When clergy in the Methodist tradition are ordained, there are many questions that are asked. In the tradition begun by John Wesley, we meet in the Clergy Executive Session either prior to or at the beginning of the gathering of the Annual Conference and we consider and approve what is known as the Business of the Annual Conference (concerning clergy matters).
The format of this meeting is question and answer as we consider, among many things, who have been approved as candidates, who are coming for commissioning or ordination, who have who have surrendered ministerial credentials or had their ministerial credentials revoked, who have retired, and who have died.

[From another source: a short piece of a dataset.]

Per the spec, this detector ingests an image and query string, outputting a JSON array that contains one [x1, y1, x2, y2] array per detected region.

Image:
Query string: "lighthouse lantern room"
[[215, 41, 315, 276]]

Then there are the questions asked of those being commissioned and ordained. It is an examination that comes straight from John Wesley’s own words used to examine those being ordained.
Among them is THE QUESTION:
Are you going on to perfection?
The only pathway to ordination is to answer in the affirmative, and yet the true answer to this question is found only in a lifetime of faith and learning. The question, you see, is not about being flawless or without sin. By sin, I am using the Greek αμαρτία (hamartia), which means “missing the mark.” Christian perfection is more about wholeness and vitality than it is about being flawless or without sin.
The mystics use the phrase “unitive consciousness” to describe this idea of perfection. This includes mystics from many religious traditions, and it is what has helped Christian mystics add a greater depth to this idea of Christian Perfection.
It Comes Through Both Action and Contemplation
In Albuquerque, New Mexico, is where we find the Center for Action and Contemplation. This is a center founded by Fr. Richard Rohr, the Franciscan priest, who believes that the notions of Christian Action and Christian Contemplation cannot be divorced from each other.
Fr. Rohr has written extensively, and many people in my congregation read his work on a regular basis. His epic work, The Universal Christ, was foundational for me as I began to see more clearly (even as I was well into my 50’s) that this notion of Christian Perfection … unitive consciousness … begins in both action and contemplation.
We are called to engage injustice in our world … we are called to stand with those in the margins …. we are called to speak truth to power.
Yet we are also called to sit quietly and just see … see where God is at work in the world … see how Christ is found in “the least of these” … see the Christ who is in every single person (even in those who tend to cover up the Christ in them with a veil of evil around them).
It is to see Christ in every single part of creation and to let the Christ in us connect to the Christ in others.
And when we have discovered Christ in others … when we see Christ in God’s created universe … then we will have taken a step toward this unitive consciousness, and we will have taken a step toward perfection.
Perfected in Love
Wesley’s understanding of the doctrine of Christian Perfection was based in his understanding of love. The journey toward perfection was using love as the supreme act of faith. It is the love we know as αγάπη (agape), and it is an ultimate letting go of self. It is moving from an egoic sense of self to what we know in mysticism and psychology as “the true self” or “the authentic self.”
It is that true self that can see and love the Christ in the other. It is that true self that can even love even the enemy.
So I believe this is a question not just for the clergy. It is a question for all of us: Are you going on to perfection?
The last stanza of Charles Wesley’s great hymn of praise, Love Divine All Loves Excelling, ends with an aspirational word of hope that is foundation for this understanding of Christian Perfection. I have sung this hymn for a lifetime, yet each time I read or sing these words, I am reminded of the journey to which I am called. It is the path to a greater unity.
Finish, then, thy new creation;
pure and spotless let us be;
let us see thy great salvation
perfectly restored in thee:
changed from glory into glory,
till in heaven we take our place,
till we cast our crowns before thee,
lost in wonder, love and praise.
You are invited to journey with me as we seek this wholeness and unity in Christ. It is a unity that the world so desperately needs in this very moment.